The campaign also rejected the group’s claim that the FBI and Army found the project substantially enhanced Russia’s military tech capabilities, citing a 2014 article in which the FBI acknowledged it did not have hard evidence of such activity.
The partnership itself stemmed from President Obama and the Clinton State Department’s efforts to “reset” relations with Russia early in the Obama administration. This included a plan to “identify areas of cooperation and pursuing joint projects and actions that strengthen strategic stability, international security, economic well-being, and the development of ties between the Russian and American people.”
The State Department paid for a delegation of 22 private tech entrepreneurs to go to Russia in May 2010, which led to an exclusive arrangement with Russia allowing entrance into what would become an industry tech park accommodating some 30,000 people.
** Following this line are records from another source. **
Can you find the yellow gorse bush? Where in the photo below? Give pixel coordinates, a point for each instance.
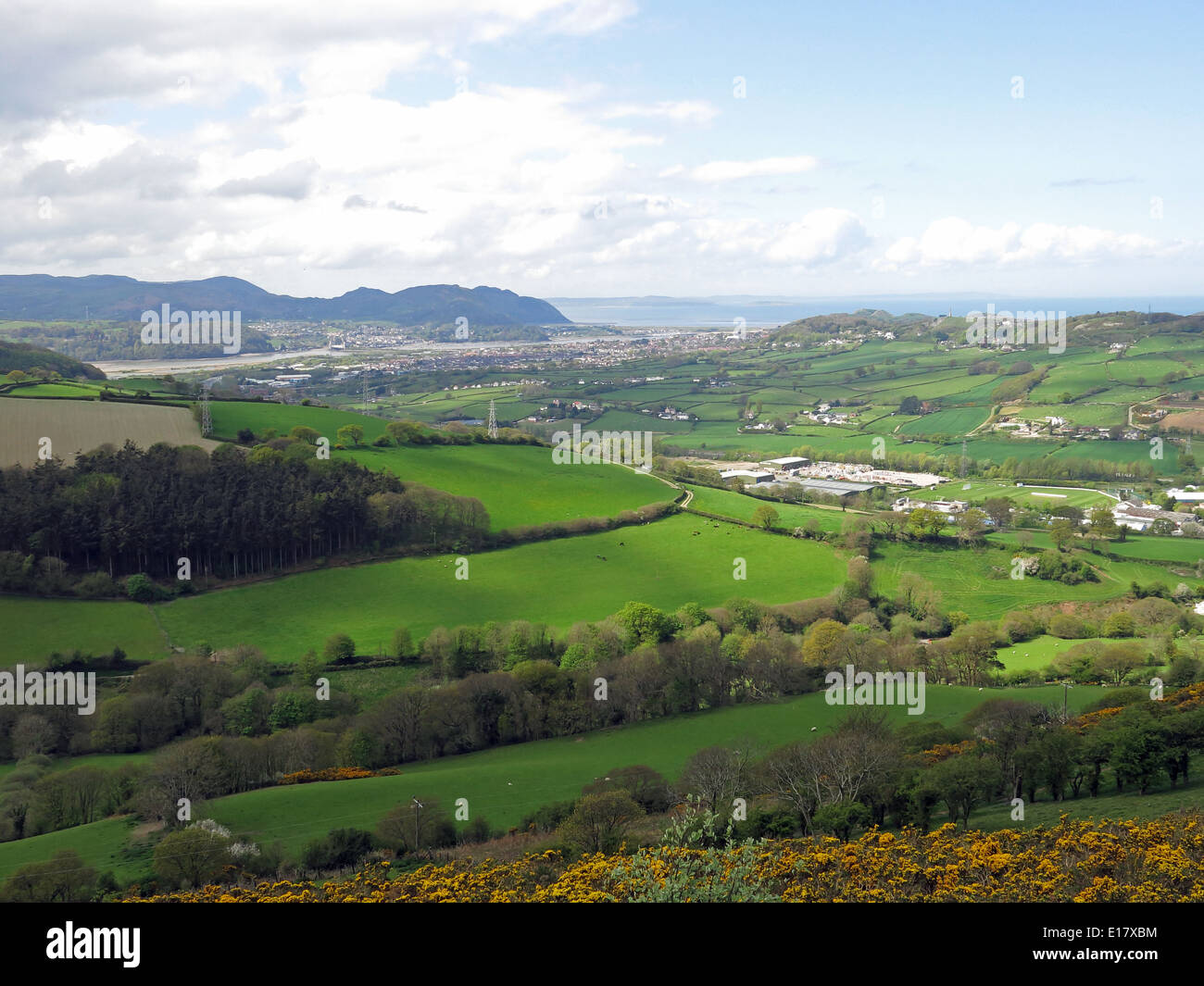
(1076, 861)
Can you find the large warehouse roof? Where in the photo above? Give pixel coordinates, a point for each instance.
(837, 486)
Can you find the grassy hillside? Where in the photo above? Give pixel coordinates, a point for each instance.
(506, 782)
(555, 581)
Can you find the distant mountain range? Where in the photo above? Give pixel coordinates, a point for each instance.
(44, 297)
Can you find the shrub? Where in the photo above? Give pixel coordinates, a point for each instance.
(340, 849)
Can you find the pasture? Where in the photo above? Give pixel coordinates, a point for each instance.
(504, 784)
(554, 581)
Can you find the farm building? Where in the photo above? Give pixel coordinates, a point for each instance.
(1139, 517)
(786, 462)
(834, 486)
(940, 505)
(746, 476)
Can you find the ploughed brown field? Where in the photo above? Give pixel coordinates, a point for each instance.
(75, 426)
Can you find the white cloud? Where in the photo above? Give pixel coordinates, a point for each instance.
(681, 111)
(956, 243)
(726, 171)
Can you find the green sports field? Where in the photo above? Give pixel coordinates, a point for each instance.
(1022, 496)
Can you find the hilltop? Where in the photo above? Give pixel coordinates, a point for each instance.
(123, 299)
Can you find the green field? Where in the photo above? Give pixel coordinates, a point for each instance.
(34, 629)
(554, 581)
(504, 784)
(1038, 653)
(978, 580)
(955, 420)
(108, 761)
(107, 845)
(518, 484)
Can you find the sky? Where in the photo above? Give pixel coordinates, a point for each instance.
(607, 147)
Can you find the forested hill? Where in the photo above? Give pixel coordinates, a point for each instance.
(121, 299)
(16, 356)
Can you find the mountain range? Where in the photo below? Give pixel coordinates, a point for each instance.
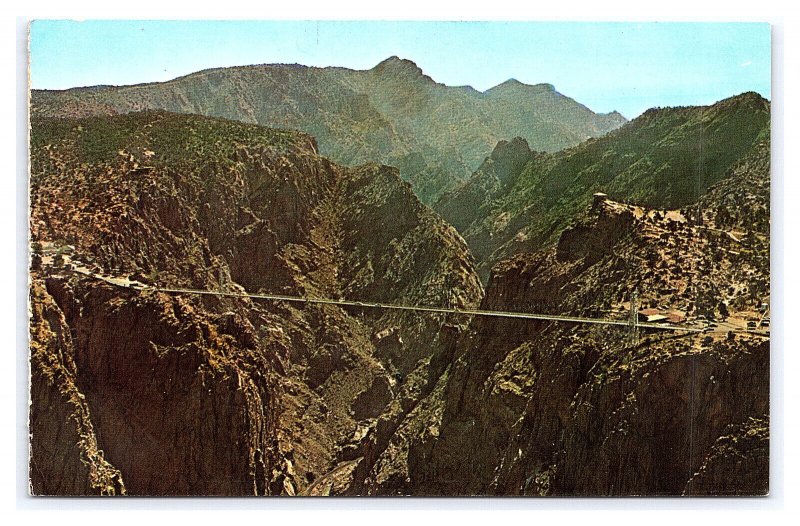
(394, 114)
(519, 200)
(161, 390)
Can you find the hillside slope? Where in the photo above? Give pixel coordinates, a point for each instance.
(150, 393)
(520, 200)
(543, 408)
(393, 114)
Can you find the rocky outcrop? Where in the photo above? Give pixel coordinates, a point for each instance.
(737, 464)
(542, 408)
(655, 160)
(216, 395)
(393, 114)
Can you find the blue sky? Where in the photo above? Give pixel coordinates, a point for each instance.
(627, 67)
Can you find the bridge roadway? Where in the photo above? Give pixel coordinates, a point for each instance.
(126, 283)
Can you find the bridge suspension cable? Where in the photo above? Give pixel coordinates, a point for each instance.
(124, 283)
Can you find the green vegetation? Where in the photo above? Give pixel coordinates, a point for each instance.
(392, 114)
(666, 158)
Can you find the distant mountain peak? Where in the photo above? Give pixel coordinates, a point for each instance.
(513, 85)
(398, 65)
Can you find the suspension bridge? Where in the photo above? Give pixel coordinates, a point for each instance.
(631, 324)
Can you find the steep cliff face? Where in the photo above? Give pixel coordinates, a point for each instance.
(186, 394)
(545, 408)
(393, 113)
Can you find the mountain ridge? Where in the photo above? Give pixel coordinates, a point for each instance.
(392, 113)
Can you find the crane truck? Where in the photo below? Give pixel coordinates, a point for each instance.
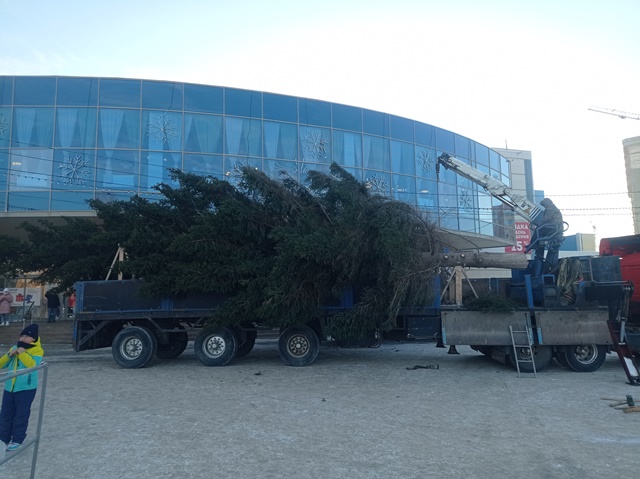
(113, 314)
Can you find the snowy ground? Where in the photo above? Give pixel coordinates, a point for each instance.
(355, 413)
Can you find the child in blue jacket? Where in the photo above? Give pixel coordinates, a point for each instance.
(19, 392)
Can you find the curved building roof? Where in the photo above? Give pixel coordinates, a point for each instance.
(64, 140)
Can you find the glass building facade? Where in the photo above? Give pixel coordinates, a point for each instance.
(64, 140)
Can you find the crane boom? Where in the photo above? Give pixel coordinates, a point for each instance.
(517, 203)
(618, 113)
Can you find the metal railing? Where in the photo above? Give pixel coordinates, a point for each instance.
(35, 441)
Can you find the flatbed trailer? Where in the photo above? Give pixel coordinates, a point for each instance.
(137, 328)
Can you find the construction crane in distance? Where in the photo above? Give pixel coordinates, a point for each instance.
(622, 114)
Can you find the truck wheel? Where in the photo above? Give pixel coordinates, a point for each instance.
(246, 341)
(216, 348)
(585, 358)
(561, 357)
(298, 346)
(486, 350)
(542, 355)
(134, 347)
(174, 347)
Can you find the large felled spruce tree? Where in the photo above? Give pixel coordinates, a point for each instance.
(279, 249)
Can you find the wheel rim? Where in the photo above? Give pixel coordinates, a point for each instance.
(298, 345)
(131, 348)
(215, 346)
(585, 353)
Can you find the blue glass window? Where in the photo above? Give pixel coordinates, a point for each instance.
(426, 162)
(403, 158)
(109, 196)
(161, 130)
(280, 140)
(155, 166)
(243, 103)
(76, 127)
(464, 148)
(28, 201)
(32, 127)
(162, 95)
(203, 133)
(347, 148)
(346, 117)
(77, 92)
(404, 188)
(401, 128)
(314, 112)
(427, 195)
(120, 93)
(375, 123)
(377, 182)
(35, 91)
(233, 167)
(6, 90)
(206, 99)
(243, 137)
(445, 141)
(118, 128)
(494, 160)
(376, 153)
(280, 107)
(5, 126)
(74, 169)
(485, 214)
(482, 155)
(204, 165)
(118, 170)
(30, 169)
(315, 144)
(279, 169)
(356, 172)
(505, 166)
(71, 200)
(4, 171)
(306, 168)
(447, 206)
(425, 134)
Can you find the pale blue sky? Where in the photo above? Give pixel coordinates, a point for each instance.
(518, 72)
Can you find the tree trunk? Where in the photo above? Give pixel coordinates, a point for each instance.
(486, 260)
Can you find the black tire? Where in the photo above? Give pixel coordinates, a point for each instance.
(246, 341)
(174, 347)
(298, 346)
(542, 355)
(585, 358)
(486, 350)
(134, 347)
(216, 348)
(561, 357)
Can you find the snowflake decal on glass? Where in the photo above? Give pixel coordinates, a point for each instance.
(426, 161)
(315, 144)
(465, 201)
(162, 128)
(74, 168)
(4, 126)
(291, 169)
(377, 184)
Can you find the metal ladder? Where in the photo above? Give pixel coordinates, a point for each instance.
(522, 339)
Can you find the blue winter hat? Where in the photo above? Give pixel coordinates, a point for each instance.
(31, 331)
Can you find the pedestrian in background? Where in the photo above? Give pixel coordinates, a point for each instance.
(71, 302)
(53, 306)
(5, 307)
(20, 391)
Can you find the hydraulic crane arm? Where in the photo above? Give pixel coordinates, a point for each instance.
(517, 203)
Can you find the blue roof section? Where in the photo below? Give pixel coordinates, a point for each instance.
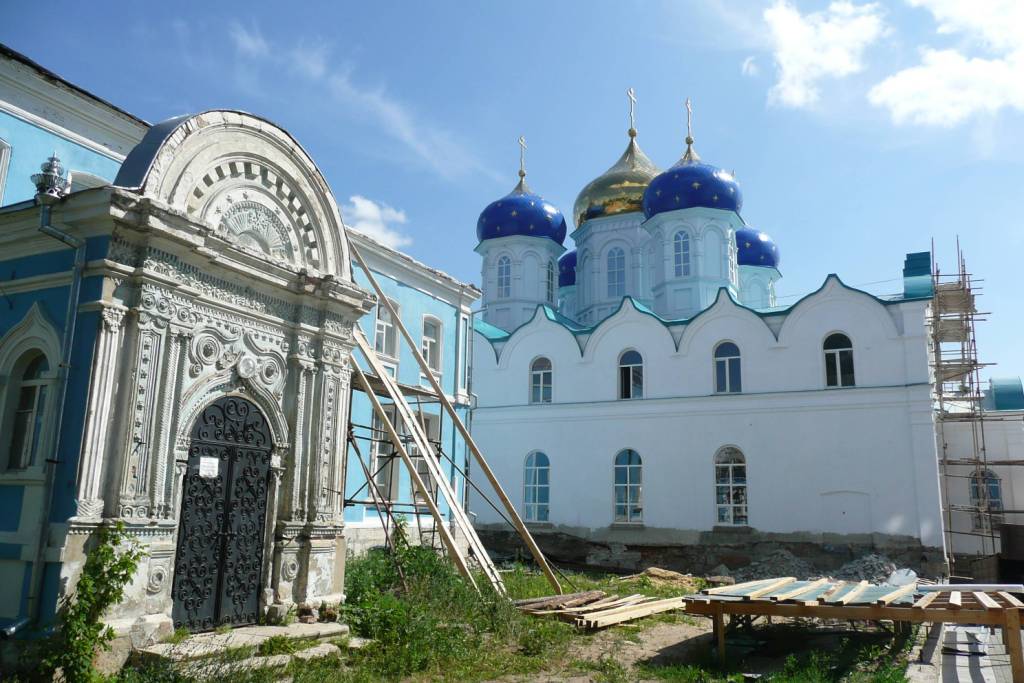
(495, 334)
(1007, 393)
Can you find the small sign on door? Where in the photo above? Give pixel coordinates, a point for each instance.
(209, 468)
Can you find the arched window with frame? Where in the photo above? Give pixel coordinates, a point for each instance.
(839, 360)
(385, 332)
(26, 410)
(728, 373)
(681, 250)
(628, 487)
(504, 278)
(631, 375)
(537, 487)
(986, 494)
(616, 272)
(551, 282)
(730, 487)
(541, 376)
(431, 345)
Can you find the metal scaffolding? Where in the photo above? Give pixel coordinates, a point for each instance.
(958, 397)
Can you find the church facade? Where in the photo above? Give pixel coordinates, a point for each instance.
(649, 401)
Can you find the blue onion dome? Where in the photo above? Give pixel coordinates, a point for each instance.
(756, 248)
(521, 212)
(620, 189)
(692, 183)
(566, 269)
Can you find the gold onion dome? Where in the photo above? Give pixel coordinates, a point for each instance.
(620, 189)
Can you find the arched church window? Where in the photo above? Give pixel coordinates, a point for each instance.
(616, 272)
(730, 486)
(986, 496)
(629, 507)
(631, 375)
(551, 282)
(27, 403)
(540, 381)
(681, 249)
(727, 369)
(537, 487)
(385, 332)
(504, 278)
(839, 360)
(431, 345)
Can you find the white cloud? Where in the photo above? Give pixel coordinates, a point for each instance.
(433, 145)
(377, 220)
(949, 86)
(249, 42)
(811, 47)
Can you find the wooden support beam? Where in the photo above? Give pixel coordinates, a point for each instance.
(926, 600)
(414, 346)
(986, 601)
(900, 592)
(794, 592)
(1012, 637)
(1011, 600)
(439, 520)
(852, 594)
(769, 588)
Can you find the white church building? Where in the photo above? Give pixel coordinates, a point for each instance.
(645, 399)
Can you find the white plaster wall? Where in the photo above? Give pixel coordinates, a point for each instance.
(812, 453)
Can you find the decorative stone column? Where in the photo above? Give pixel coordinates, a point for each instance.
(101, 395)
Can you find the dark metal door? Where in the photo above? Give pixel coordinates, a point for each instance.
(223, 514)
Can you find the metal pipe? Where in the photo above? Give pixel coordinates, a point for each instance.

“The State Department actively and aggressively encouraged American firms to participate in Skolkovo,” the Government Accountability Institute report said. “Indeed, many of the Memorandums of Understanding signed by U.S. companies to invest and cooperate in Skolkovo were signed under the auspices of Hillary Clinton’s State Department.”
Many of the key figures in the Skolkovo tech park development had major financial ties to the Clintons, the report said, noting 17 of 28 companies, both Russian and American, made financial commitments to the Clinton Foundation or sponsored speeches by Bill Clinton.
“During the Russian reset, these figures and entities provided the Clintons with tens of millions of dollars, including contributions to the Clinton Foundation, paid for speeches by Bill Clinton, or investments in small start-up companies with deep Clinton ties,” the report said.
Margaret E. Kosal, an associate professor at Georgia Tech’s Sam Nunn School of International Affairs, said while the project might have seemed a good opportunity to work in an emerging market, there are challenges working in Russia including dealing with cronyism and government bureaucracy.
But from a national security perspective, Kosal said the biggest concern is the ability of the Russian military to obtain, misuse, or develop nanotechnology for an application that catches the U.S. by surprise.
Relations with Russia have since become a focal point in the 2016 presidential election, with Clinton criticizing Republican opponent Donald Trump for both his campaign manager’s reported business ties to Russia and supposed lack of knowledge about international affairs. But Bechdel said history shows it is Clinton’s connections and relations that should be scrutinized.
"Clinton may talk a big game against Russia now, but when it mattered most and she had the opportunity to hold Russia accountable as Secretary of State, Clinton’s priority was aiding Russian efforts to accelerate their technology sector, not keeping America safe,” Bechdel said.
The Clinton Foundation did not respond to a media inquiry from FoxNews.com.
A spokeswoman for Skolkovo told the Irish-based Independent news that all allegations of Kremlin spying were false, claiming it is "an international project and all our operations are fully transparent for our Russian and international partners".